Care Coordinator

Yakima, WA

Who We Are:

Established in 1975, Non-Profit Yakima Neighborhood Health Services serves patients in the areas of Behavioral Health, Family Dentistry, Internal Medicine, Women’s Health, Primary Care, Pediatrics, Vision Care and Pharmacy. Our mission is to provide affordable, accessible, quality health care, promote learning opportunities for students of health professions, end homelessness and improve quality of life in our communities. 

Yakima Neighborhood Health Services is an Equal Opportunity Employer. We celebrate diversity in the workplace and are committed to an inclusive work environment.

Why Work at Yakima Neighborhood Health Services?

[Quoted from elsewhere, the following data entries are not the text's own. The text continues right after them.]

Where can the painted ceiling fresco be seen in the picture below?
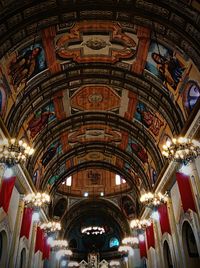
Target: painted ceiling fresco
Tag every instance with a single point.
(99, 88)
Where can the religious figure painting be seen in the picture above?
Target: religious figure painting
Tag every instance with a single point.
(52, 150)
(4, 92)
(40, 119)
(25, 65)
(165, 64)
(148, 118)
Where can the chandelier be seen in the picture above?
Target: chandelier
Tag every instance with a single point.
(51, 226)
(140, 224)
(181, 150)
(59, 244)
(63, 252)
(153, 199)
(114, 263)
(125, 249)
(14, 152)
(93, 230)
(73, 264)
(130, 240)
(36, 199)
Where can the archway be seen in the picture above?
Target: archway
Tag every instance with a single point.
(190, 246)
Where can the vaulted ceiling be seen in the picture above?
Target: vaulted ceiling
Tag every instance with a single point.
(97, 87)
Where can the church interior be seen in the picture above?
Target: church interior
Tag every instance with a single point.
(100, 133)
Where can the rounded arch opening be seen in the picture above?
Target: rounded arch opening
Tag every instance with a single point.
(190, 246)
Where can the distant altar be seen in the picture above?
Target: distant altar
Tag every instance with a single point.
(93, 262)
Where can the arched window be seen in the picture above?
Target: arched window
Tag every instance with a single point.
(23, 258)
(190, 246)
(167, 256)
(114, 242)
(193, 95)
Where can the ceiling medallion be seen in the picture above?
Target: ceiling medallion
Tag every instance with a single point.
(181, 150)
(140, 224)
(153, 200)
(130, 240)
(96, 43)
(95, 98)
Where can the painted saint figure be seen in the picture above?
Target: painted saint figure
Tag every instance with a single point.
(169, 67)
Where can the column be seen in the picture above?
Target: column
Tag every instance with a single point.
(16, 234)
(2, 170)
(32, 246)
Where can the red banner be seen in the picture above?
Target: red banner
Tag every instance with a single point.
(39, 243)
(185, 189)
(164, 219)
(26, 222)
(150, 236)
(143, 250)
(6, 192)
(46, 249)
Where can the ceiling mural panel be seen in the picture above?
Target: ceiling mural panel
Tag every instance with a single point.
(93, 41)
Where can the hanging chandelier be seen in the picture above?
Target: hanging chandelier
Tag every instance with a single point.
(14, 152)
(73, 264)
(130, 240)
(140, 224)
(153, 199)
(51, 226)
(36, 200)
(181, 150)
(59, 244)
(63, 252)
(124, 249)
(114, 263)
(93, 230)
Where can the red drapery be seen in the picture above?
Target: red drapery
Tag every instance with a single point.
(164, 219)
(6, 192)
(46, 249)
(143, 250)
(39, 243)
(185, 191)
(26, 222)
(150, 236)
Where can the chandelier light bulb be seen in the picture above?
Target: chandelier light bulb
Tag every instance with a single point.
(182, 150)
(114, 263)
(93, 230)
(125, 249)
(130, 240)
(51, 226)
(59, 243)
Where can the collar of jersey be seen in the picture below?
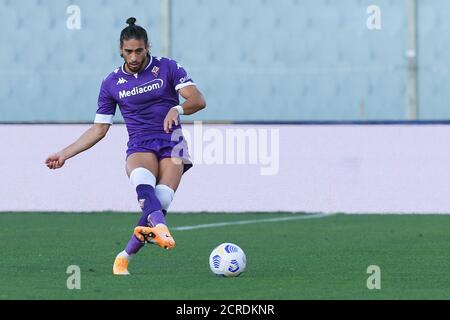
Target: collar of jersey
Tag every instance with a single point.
(133, 74)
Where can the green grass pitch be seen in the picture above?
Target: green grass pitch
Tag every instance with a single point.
(324, 258)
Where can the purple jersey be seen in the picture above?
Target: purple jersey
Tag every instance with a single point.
(143, 98)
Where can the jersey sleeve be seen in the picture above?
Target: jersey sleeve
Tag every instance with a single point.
(106, 105)
(180, 77)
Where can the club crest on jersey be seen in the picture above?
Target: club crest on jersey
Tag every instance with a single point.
(143, 88)
(155, 71)
(121, 81)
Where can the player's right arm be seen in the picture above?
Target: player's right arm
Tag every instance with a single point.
(103, 120)
(87, 140)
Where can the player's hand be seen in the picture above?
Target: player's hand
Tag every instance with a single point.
(55, 161)
(170, 119)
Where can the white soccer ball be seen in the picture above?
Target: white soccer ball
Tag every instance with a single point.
(228, 260)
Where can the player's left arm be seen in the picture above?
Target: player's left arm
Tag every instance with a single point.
(194, 103)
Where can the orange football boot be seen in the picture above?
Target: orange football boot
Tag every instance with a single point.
(159, 235)
(120, 267)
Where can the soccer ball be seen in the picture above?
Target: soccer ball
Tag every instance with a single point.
(228, 260)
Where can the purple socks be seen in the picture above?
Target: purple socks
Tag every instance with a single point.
(152, 215)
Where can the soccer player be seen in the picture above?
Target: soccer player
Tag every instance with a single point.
(147, 90)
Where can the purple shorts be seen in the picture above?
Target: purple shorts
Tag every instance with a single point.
(162, 148)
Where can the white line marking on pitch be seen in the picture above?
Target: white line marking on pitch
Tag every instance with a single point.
(232, 223)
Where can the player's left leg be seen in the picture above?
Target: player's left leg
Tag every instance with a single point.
(169, 177)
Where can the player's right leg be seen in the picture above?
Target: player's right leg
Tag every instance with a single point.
(142, 169)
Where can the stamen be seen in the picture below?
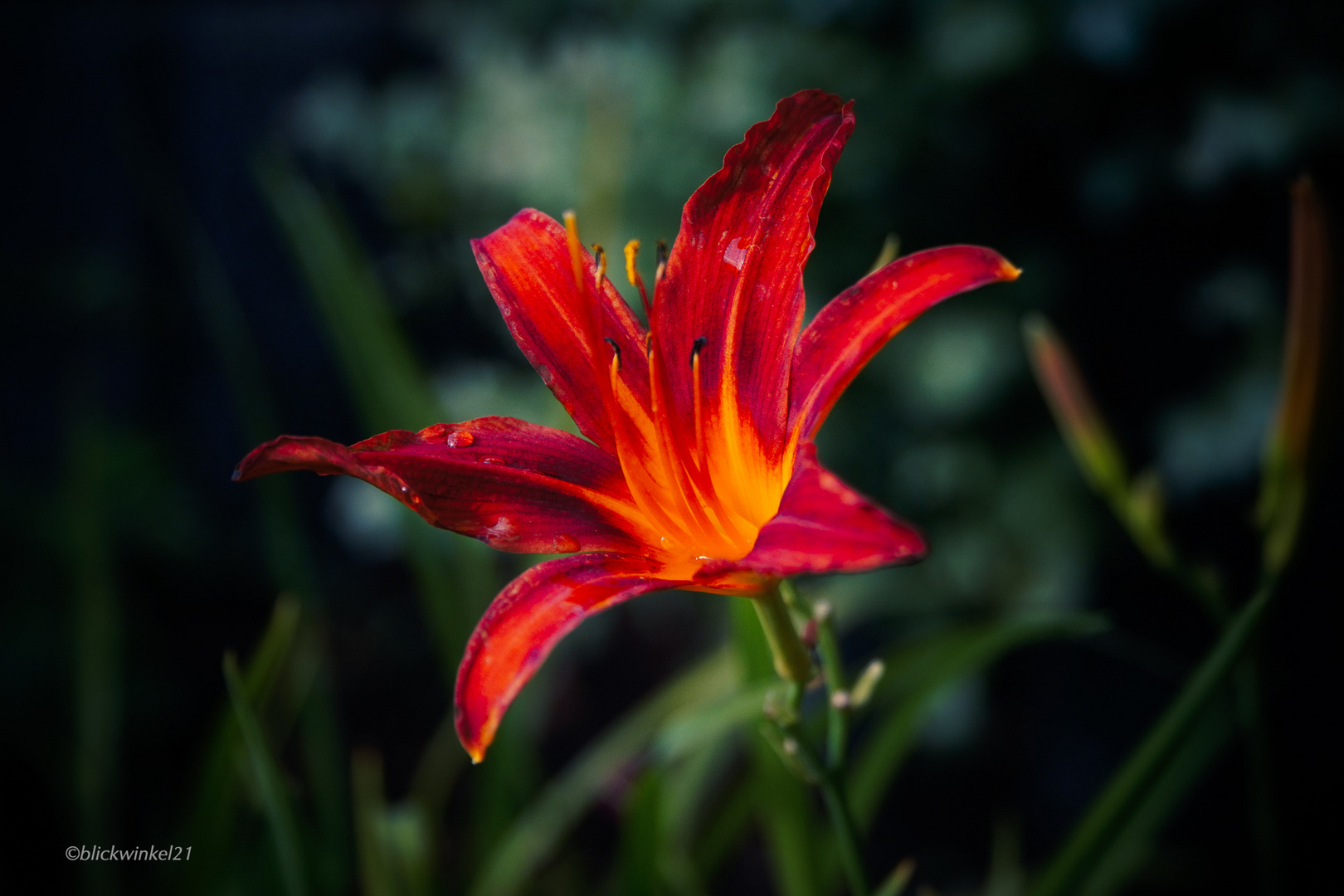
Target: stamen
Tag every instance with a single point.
(572, 230)
(601, 262)
(661, 262)
(633, 275)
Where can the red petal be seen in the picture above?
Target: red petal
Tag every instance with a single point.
(735, 271)
(527, 266)
(528, 618)
(859, 321)
(824, 525)
(515, 485)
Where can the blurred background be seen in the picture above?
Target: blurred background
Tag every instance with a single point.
(225, 222)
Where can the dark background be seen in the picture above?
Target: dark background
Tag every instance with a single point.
(1131, 156)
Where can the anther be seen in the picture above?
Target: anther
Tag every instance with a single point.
(661, 257)
(601, 262)
(632, 273)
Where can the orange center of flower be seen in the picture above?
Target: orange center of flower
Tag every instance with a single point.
(702, 481)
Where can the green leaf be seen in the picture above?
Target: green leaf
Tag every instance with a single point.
(216, 807)
(538, 832)
(388, 386)
(269, 782)
(918, 674)
(1132, 846)
(1089, 848)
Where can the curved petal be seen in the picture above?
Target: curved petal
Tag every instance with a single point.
(527, 266)
(855, 324)
(526, 621)
(515, 485)
(735, 273)
(825, 527)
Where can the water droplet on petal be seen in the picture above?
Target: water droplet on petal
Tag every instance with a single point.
(735, 254)
(459, 438)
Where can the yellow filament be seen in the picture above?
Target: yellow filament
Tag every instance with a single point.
(632, 273)
(572, 230)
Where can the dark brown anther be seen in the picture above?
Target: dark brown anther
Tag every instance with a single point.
(661, 257)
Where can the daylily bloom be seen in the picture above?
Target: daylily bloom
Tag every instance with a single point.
(698, 469)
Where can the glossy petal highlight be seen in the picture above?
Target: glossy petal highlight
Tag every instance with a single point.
(734, 286)
(526, 621)
(515, 485)
(824, 525)
(858, 323)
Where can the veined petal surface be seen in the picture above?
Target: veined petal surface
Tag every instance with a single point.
(528, 270)
(735, 273)
(526, 621)
(824, 525)
(515, 485)
(855, 324)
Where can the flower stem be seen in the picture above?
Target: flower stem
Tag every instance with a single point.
(791, 657)
(847, 839)
(832, 668)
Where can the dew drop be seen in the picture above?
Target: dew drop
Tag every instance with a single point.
(459, 438)
(735, 254)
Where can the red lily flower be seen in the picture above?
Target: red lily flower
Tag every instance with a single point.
(699, 470)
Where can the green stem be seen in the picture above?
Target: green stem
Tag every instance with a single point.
(832, 670)
(838, 806)
(791, 657)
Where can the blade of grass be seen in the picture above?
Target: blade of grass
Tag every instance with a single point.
(537, 833)
(1133, 845)
(366, 786)
(216, 806)
(388, 387)
(269, 782)
(97, 641)
(1096, 835)
(917, 674)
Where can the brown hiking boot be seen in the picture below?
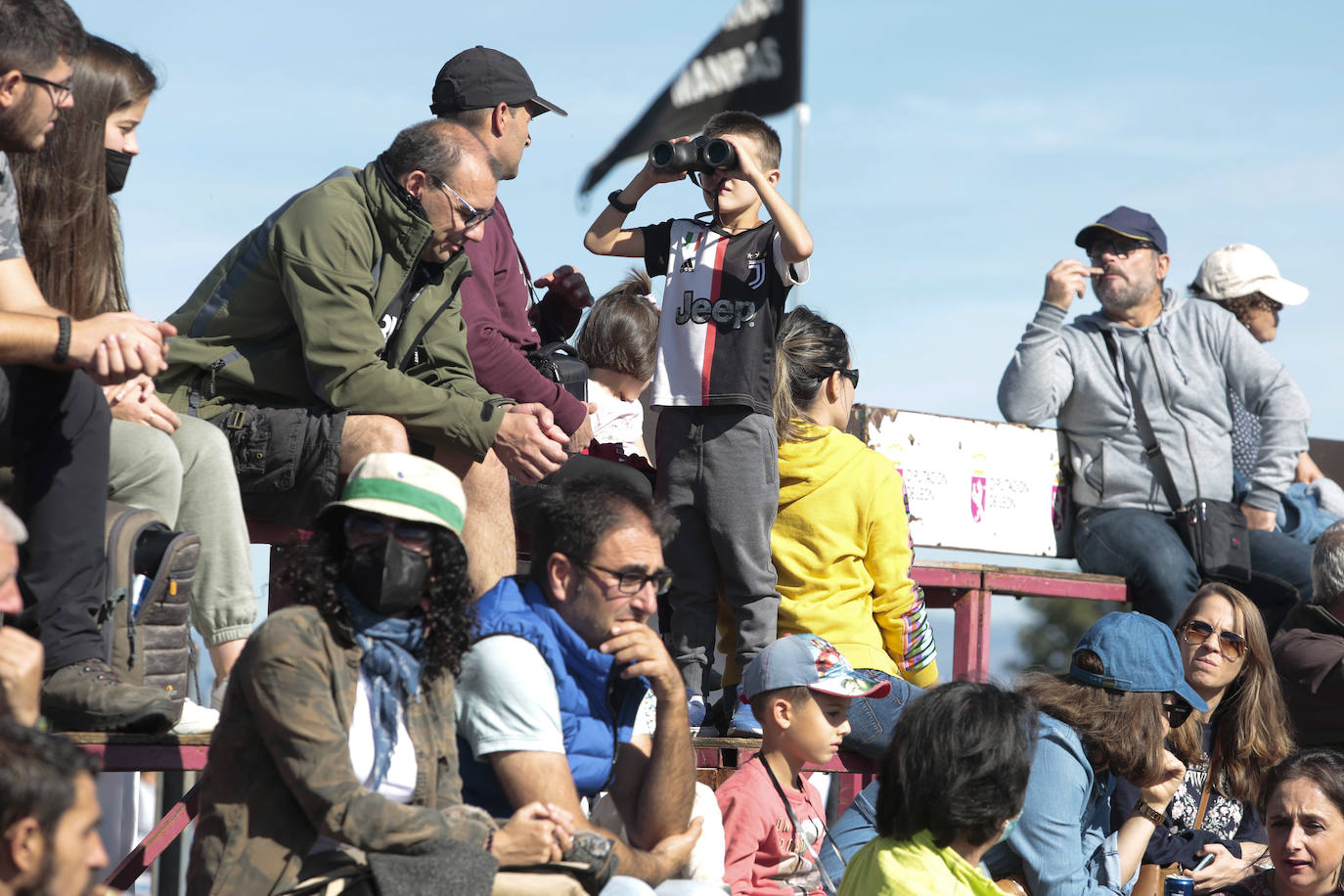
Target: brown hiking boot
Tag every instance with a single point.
(89, 696)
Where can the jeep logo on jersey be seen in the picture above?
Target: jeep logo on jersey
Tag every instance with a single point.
(725, 312)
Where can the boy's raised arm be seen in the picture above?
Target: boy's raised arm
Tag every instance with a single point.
(606, 237)
(794, 237)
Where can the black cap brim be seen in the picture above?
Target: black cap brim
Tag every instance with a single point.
(547, 107)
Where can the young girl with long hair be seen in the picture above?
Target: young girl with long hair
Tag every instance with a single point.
(180, 468)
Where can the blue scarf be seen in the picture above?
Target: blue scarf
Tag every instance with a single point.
(392, 650)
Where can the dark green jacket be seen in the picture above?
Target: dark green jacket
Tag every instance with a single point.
(290, 319)
(280, 770)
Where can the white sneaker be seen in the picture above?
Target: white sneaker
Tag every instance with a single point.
(195, 720)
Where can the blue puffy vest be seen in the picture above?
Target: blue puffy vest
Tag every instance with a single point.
(597, 707)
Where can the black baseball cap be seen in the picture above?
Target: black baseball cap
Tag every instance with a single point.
(480, 78)
(1127, 222)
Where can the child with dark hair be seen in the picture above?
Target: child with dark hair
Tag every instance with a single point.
(773, 819)
(618, 342)
(728, 280)
(952, 784)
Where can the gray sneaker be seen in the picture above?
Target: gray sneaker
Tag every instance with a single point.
(89, 696)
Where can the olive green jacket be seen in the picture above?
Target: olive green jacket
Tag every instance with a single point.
(280, 771)
(291, 319)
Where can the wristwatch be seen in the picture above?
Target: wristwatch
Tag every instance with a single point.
(1143, 810)
(614, 201)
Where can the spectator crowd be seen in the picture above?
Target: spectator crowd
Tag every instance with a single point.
(377, 366)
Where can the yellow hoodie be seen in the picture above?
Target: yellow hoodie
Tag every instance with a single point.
(843, 553)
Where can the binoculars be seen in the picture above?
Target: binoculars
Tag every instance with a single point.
(699, 155)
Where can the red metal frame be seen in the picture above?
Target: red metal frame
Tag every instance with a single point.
(150, 752)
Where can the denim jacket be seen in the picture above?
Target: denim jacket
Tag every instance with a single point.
(1063, 842)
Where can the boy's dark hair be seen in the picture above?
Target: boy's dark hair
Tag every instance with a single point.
(959, 763)
(747, 124)
(808, 351)
(38, 776)
(36, 32)
(433, 147)
(621, 331)
(794, 694)
(574, 515)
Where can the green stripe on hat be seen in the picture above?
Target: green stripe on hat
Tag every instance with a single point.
(406, 493)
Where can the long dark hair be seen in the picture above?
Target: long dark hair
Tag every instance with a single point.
(68, 223)
(809, 349)
(313, 571)
(957, 763)
(1253, 731)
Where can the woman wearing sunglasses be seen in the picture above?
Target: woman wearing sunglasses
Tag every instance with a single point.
(1105, 719)
(1226, 749)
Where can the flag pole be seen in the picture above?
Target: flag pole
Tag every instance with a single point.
(802, 115)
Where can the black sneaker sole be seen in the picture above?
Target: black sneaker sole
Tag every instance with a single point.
(154, 718)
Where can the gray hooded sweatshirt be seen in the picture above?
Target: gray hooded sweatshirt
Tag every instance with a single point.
(1185, 363)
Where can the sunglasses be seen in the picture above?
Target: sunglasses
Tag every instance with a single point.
(1178, 712)
(417, 536)
(1232, 645)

  • We were the first Health Center in the state to achieve the highest level of recognition possible as a Patient-Centered Medical Home and we are accredited by the Joint Commission.
  • We are guided by Organizational Values of Commitment, Pro­fessionalism, Quality/Excellence and Compassion.
  • We take care of our employees with Medical, Dental, Disability and Life Insurance, PTO, 9 Paid Holidays and access to Fitness Centers.
  • $1000 signing bonus.


Our Ideal Candidate: 

We are looking for a team member that is passionate about serving our community of patients and enjoys working in a team! Some technical requirements for this position are:

  • Master’s or Bachelor’s Degree in a social service or advocacy related field such as: social work, behavioral sciences, political science, psychology, and at least three years’ experience in social services, public health services, and/ or client advocacy/ linkage program or another related field.
  • Work experience may be substituted with an Associate of Arts (AA) degree.
  • Candidate has not been sanctioned or excluded from participation in federal or state healthcare programs by a federal or state law enforcement, regulatory, or licensing agency.

Day to Day:

  • Screening, intake, and assessments of patient needs.
  • Documenting in Electronic Health Records systems. 
  • Monitor clients (in person or by telephone) for program compliance.
  • Provide or facilitate in-clinic or outside referrals as determined by the health care team.
  • Track patient follow-up and clinical outcomes
  • Facilitate treatment plan changes for patients who are not improving as expected in consultation with the PCP and the care coordination team.
  • Facilitate referrals for clinically indicated services outside the primary care clinic (e.g., social services such as housing assistance, vocational rehabilitation, mental health specialty care, or substance abuse treatment.